Active Time
25 MIN
Total Time
1 HR
Yield
Serves : 4 to 6
© Con Poulos

How to Make It

Step 1    

Preheat the oven to 450° and grease an 8-inch cast-iron 
skillet with olive oil. Cut the pizza dough into 8 wedges. Stretch each wedge slightly and gently tie into a loose knot, then 
transfer to the prepared skillet. Lightly brush the knots with olive oil. Cover with plastic wrap and let stand at room temperature for 20 minutes.

Step 2    

Remove the plastic and bake the knots for 20 to 25 minutes, until puffed and browned.

Step 3    

Meanwhile, in a medium saucepan, heat 1/4 inch of canola oil until shimmering.

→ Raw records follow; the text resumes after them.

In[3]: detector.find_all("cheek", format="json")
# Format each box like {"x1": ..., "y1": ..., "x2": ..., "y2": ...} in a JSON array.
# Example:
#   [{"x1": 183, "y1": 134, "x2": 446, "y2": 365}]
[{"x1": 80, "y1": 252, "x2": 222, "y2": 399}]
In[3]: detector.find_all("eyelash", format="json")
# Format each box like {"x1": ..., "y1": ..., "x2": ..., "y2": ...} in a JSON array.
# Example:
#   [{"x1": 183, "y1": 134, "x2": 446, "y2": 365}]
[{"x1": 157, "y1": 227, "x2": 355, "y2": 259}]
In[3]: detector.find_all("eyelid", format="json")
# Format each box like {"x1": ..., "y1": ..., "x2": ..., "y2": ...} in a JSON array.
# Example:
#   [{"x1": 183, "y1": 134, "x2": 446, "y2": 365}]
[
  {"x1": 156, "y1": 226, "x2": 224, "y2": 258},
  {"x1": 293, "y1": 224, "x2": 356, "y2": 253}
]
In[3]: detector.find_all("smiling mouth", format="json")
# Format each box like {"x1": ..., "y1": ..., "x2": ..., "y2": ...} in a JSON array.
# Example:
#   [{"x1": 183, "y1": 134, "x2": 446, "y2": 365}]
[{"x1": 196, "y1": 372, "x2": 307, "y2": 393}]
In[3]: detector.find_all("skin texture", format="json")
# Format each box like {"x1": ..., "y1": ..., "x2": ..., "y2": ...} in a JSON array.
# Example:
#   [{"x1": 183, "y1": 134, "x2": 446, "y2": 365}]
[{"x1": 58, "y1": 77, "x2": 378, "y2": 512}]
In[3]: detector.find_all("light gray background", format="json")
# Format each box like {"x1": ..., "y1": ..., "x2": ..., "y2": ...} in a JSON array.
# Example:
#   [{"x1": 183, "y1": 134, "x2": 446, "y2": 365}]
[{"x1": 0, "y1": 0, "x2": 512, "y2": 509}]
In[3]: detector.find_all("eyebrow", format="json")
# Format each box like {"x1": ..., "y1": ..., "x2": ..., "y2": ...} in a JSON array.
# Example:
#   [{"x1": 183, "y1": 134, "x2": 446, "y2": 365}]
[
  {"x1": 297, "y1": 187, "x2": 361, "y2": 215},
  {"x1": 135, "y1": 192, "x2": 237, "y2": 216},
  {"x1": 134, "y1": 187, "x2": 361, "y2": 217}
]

Add the thyme sprigs and fry over moderately high heat until crispy, about 1 minute. Transfer to paper towels to drain. Add the rosemary sprigs to the hot oil and fry until crisp, about 1 minute; drain on paper towels.

Step 4    

Pour off the canola oil and wipe out the saucepan. Add the butter and 6 tablespoons of olive oil and cook until the butter is melted. Add the garlic and cook over moderate heat until lightly browned and crisp, 3 to 5 minutes. Stir in the parsley and season with salt. Brush the garlic butter all over the hot knots, top with the frizzled herbs and serve.